Directed by Brian (Hardball) Robbins, The Perfect Score includes a rudimentary political critique of the U.S. educational and testing system. Well-known concerns are voiced by unsurprising spokespeople: Des calls the SAT racist, Francesca notes its sexism, while Roy adds on that the most successful test-takers are Asians of a certain class background. The point, of course, is that the test doesn’t measure potential so much as it measures willingness to play by a certain set of rules. This in conjunction with a high school sports system that promotes gifted athletes even when they don’t actually complete their class work, along with legacy admissions policies and class biases, add up to good reasons for the kids to fight back.

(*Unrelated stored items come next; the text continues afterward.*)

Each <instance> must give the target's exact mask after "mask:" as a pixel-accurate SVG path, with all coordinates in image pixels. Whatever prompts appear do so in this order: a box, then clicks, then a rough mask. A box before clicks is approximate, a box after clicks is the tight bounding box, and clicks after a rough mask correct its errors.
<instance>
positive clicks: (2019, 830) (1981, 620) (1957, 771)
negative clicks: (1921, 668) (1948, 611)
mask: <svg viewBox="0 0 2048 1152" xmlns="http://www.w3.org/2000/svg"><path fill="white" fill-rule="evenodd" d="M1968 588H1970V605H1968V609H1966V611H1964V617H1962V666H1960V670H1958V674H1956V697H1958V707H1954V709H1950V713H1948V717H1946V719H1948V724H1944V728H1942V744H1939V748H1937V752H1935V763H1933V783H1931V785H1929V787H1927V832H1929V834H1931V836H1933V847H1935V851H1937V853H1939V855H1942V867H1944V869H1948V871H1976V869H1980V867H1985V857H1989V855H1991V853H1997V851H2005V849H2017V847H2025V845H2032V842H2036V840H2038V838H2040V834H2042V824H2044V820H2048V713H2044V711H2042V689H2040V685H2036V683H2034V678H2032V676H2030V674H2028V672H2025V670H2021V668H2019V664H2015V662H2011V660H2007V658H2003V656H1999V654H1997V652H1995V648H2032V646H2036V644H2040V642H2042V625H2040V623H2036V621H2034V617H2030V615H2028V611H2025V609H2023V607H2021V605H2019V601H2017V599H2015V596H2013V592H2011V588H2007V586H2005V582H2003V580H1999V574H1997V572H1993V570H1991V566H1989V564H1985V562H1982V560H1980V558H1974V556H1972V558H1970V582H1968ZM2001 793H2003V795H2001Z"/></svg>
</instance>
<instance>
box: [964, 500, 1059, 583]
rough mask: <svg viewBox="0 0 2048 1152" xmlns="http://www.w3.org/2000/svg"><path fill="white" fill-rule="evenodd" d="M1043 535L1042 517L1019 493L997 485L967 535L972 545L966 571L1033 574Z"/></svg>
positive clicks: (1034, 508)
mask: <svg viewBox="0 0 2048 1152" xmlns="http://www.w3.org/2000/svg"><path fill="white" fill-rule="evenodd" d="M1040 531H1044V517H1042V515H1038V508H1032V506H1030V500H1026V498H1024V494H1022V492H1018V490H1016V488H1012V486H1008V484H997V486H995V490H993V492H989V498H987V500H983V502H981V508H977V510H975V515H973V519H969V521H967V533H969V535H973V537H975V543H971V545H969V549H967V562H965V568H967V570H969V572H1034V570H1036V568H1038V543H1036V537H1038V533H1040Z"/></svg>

Such reasons only make the kids likely candidates for ethical rehabilitation, for this movie is not about to condone cheating, no matter how corrupt the institution they’re trailing against. The Perfect Score is, at its heart, the corniest of retreads — the one where the rebels come to respect the broader system after all: they want to go to school, make money, consume product.

To reach this end, the film makes liberal use of stereotypes, from Kyle’s slacker older brother Larry (Matthew Lillard), still living over their parents’ garage, to the bad girlfriend who’s left Matty available, to Des’ ostensibly strict mom (the always excellent and always underused Tyra Ferrell, Doughboy and Ricky’s mom in Boyz N the Hood), who insists that he go to college instead of turning pro. She’s the only adult figure who might be termed “positive,” though she’s also one of the precious few with more than one or two lines to speak. But her interest in her son’s experience seems late; somehow, she’s missed that he hasn’t done his high school class work for four years.

Amid all this formula-mongering, Roy is a little bit of something else. That’s not to say he doesn’t subscribe to stereotypes: he’s a video-gamey geek and wannabe designer, a math whiz who’s lost his mother and is now awkwardly lusty around girls. Calling himself the “Ghost” (“Because I hear things and see things and nobody hears or sees me”), Roy smokes dope incessantly and underachieves on purpose. Smart and smart-mouthed, he’s disposed to heady philosophizing (the SAT isn’t difficult, he asserts, because “These questions all have answers”), and egregious splats of physical humor (falling out of trees).

Like most high school outsiders, the Ghost brings perspective to the rituals his fellow students take so seriously. As the film’s mostly cynical narrator, he remarks their evolving relationships (from a distance) and, when asked about his fondest dreams, imagines an alternate universe where he’s a superhero, part man, part reptile. If only The Perfect Score, so pedestrian and predictable, had spent some time in that universe.